A family in Texas was recently reunited with a lost pet three years and one interstate move later.
Rex and Britnee Smith, residents of McKinney, got the surprise of a lifetime when they got word that their beloved pit bull Jill had turned up at the Little Rock Animal Village in late July.
The Smiths had lost Jill and a male pit bull named Jack when both pups presumably hopped the fence of their Little Rock home in the summer of 2020.
The loss hit the youngest member of the Smith household hardest, Rex and Britnee’s then 5-year-old daughter.
Despite Rex and Britnee’s relentless search for Jack and Jill, the hours of knocking on doors, plastering posters, and scouring social media yielded no results.
“I didn’t think our dogs would ever come back because they’re such great dogs and I know no one would ever just turn them in or take them to the vet,” said Britnee, according to USA Today.
Hope waned even further when the Smiths moved approximately 300 miles away to Texas.
The occasional call from shelters or images of look-alike dogs all turned out to be dead ends.
That is until the Little Rock Animal Village reached out to Rex via the phone number used to register Jill’s microchip.
She had been found not far from where the Smiths used to live.
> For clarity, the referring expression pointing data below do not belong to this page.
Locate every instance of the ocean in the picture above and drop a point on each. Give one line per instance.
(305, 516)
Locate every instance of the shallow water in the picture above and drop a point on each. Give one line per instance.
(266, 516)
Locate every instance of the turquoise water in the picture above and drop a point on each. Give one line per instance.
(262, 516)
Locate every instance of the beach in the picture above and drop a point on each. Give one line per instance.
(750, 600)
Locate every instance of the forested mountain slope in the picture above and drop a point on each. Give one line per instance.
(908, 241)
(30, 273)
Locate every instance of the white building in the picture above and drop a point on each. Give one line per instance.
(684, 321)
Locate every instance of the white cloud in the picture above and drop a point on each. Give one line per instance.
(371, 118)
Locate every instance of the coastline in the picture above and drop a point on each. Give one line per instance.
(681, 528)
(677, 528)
Other than some scratches and raw paws from the hot pavement, she was in good health.
Although there was no sign of Jack, the family was elated to have located Jill and arranged a trip to the Arkansas capital to pick her up.
Upon reuniting with Jill, Britnee said she was surprised to find that the pup had hardly changed at all during their three years apart.
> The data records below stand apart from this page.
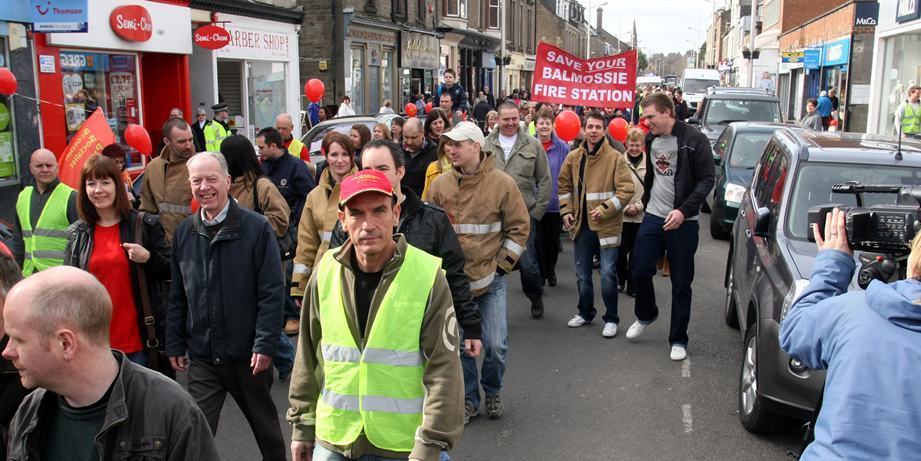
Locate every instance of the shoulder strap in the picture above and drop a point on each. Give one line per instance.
(149, 321)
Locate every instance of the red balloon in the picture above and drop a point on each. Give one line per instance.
(138, 138)
(314, 90)
(8, 82)
(567, 125)
(618, 129)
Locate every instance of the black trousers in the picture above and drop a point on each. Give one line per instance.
(625, 256)
(548, 243)
(209, 385)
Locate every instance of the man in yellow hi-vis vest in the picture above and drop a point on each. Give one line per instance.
(379, 313)
(216, 130)
(43, 212)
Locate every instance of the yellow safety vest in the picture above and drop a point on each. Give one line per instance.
(376, 389)
(911, 120)
(214, 136)
(44, 245)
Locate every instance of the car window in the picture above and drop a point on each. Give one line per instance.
(746, 149)
(814, 182)
(721, 112)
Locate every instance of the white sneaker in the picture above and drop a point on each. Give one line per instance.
(678, 353)
(576, 322)
(610, 330)
(635, 330)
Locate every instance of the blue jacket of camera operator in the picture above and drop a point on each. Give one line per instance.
(870, 343)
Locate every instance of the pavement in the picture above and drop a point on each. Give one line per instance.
(570, 393)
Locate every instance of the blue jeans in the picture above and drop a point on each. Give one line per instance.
(284, 357)
(494, 318)
(531, 282)
(585, 245)
(681, 244)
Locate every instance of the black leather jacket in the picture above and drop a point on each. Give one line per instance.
(80, 247)
(427, 228)
(148, 416)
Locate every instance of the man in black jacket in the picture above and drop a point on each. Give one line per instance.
(427, 228)
(679, 175)
(90, 401)
(225, 307)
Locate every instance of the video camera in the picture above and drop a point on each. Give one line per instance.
(883, 233)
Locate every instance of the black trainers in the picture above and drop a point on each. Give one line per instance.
(493, 406)
(537, 309)
(470, 411)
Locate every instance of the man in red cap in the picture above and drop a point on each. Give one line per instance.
(380, 314)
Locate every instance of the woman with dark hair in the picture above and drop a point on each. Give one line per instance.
(103, 243)
(436, 123)
(248, 177)
(322, 209)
“It’s like she never left us,” Britnee recounted. “We picked up right off when she left three years ago. She came right into our arms.”
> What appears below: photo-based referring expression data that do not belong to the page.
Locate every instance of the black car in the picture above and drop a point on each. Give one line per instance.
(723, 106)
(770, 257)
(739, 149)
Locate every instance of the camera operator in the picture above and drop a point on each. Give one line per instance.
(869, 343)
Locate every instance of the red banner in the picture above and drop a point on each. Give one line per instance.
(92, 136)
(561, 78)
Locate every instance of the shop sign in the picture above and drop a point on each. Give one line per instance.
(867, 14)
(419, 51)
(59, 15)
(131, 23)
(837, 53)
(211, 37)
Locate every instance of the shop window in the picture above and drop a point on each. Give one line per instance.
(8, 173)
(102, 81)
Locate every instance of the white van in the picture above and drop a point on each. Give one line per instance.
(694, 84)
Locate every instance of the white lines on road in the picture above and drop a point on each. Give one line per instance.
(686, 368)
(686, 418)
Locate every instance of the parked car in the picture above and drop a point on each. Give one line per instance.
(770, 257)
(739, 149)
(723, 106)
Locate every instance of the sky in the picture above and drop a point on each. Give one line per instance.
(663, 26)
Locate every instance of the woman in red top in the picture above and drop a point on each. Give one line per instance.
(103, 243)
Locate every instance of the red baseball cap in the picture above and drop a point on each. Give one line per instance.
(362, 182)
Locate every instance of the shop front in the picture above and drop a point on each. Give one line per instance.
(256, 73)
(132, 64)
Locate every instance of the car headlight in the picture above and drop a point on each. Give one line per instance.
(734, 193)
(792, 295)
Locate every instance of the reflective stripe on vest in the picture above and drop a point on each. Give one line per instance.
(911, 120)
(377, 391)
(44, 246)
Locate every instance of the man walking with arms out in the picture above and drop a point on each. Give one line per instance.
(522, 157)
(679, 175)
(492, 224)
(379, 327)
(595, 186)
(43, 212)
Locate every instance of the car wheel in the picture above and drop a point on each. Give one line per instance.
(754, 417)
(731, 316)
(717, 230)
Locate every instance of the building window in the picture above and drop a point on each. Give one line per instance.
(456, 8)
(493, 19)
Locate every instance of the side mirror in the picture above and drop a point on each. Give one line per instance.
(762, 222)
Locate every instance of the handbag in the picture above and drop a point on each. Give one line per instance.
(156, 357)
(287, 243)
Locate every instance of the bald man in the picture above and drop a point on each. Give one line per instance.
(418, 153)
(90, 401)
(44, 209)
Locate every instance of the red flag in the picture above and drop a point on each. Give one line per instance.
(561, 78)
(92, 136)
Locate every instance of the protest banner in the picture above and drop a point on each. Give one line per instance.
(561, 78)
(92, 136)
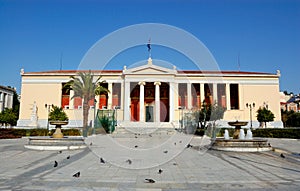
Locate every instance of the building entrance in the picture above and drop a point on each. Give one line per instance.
(149, 114)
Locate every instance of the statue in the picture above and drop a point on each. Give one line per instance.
(34, 116)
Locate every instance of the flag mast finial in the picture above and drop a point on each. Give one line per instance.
(149, 47)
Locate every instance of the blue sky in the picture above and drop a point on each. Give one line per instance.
(265, 33)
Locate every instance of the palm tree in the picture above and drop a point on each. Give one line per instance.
(85, 88)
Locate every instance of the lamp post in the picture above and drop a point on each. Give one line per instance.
(250, 106)
(95, 103)
(48, 106)
(181, 124)
(116, 108)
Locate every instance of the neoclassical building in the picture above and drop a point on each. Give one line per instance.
(6, 97)
(151, 94)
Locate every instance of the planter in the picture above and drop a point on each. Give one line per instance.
(58, 124)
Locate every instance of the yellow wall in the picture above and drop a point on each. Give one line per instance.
(41, 94)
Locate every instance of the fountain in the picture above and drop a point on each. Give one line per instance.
(57, 141)
(240, 142)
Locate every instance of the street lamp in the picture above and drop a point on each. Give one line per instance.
(250, 106)
(116, 108)
(181, 125)
(48, 106)
(95, 103)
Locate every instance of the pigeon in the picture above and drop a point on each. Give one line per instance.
(55, 164)
(129, 161)
(76, 175)
(102, 160)
(149, 180)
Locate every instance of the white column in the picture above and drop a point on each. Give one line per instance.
(202, 93)
(97, 98)
(228, 96)
(71, 101)
(1, 102)
(126, 101)
(172, 101)
(189, 94)
(142, 101)
(10, 101)
(109, 101)
(215, 93)
(5, 100)
(157, 102)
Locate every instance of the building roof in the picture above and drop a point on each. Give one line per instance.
(185, 72)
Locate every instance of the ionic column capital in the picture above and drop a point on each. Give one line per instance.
(157, 83)
(142, 83)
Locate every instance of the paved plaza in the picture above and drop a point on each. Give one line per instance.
(195, 168)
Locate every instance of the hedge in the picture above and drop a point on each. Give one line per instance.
(268, 132)
(11, 133)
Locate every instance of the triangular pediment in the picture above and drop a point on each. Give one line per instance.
(149, 69)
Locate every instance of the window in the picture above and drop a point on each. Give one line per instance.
(182, 94)
(234, 96)
(65, 96)
(116, 94)
(208, 93)
(221, 95)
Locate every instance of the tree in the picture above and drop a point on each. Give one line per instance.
(8, 116)
(209, 113)
(86, 88)
(57, 114)
(264, 115)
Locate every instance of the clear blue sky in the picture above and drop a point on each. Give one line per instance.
(266, 33)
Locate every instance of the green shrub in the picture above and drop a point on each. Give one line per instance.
(277, 133)
(68, 132)
(11, 133)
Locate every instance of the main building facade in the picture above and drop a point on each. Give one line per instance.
(152, 94)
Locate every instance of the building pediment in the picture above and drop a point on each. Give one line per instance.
(149, 69)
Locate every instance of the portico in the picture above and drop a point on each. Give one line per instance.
(150, 94)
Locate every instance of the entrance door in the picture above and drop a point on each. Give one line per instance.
(149, 113)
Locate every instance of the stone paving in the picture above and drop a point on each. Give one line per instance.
(192, 169)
Back home, it didn’t take long for Jill to settle in. After just a few days, she was content cuddled next to the Smiths’ daughter during nap time.
While Rex is glad to have recovered Jill, he can’t help but be curious about her disappearance, as well as the whereabouts of Jack.
“We wish she could talk,” explained Rex. “We have so many questions and we just want to ask her, ‘Take us from the beginning, what happened?’”
Although microchips aren’t able to provide that kind of data, they can make reunions like this one possible.
“If we’ve said it once, we’ve said it a thousand times… microchips save lives!!!” read a post from Friends of the Animal Village, the nonprofit behind Little Rock Animal Village.
Last November, a similar story surfaced in which a family from Galveston was reunited with their pup named Bolt who was lost in 2017, as previously reported in The Dallas Express.
Fort Worth Animal Care and Control had scanned Bolt’s microchip and contacted the owners, who had since moved to Wyoming. Through the help of the nonprofit group Flying Shepherd Ranch, Bolt was able to join his family in Cheyenne.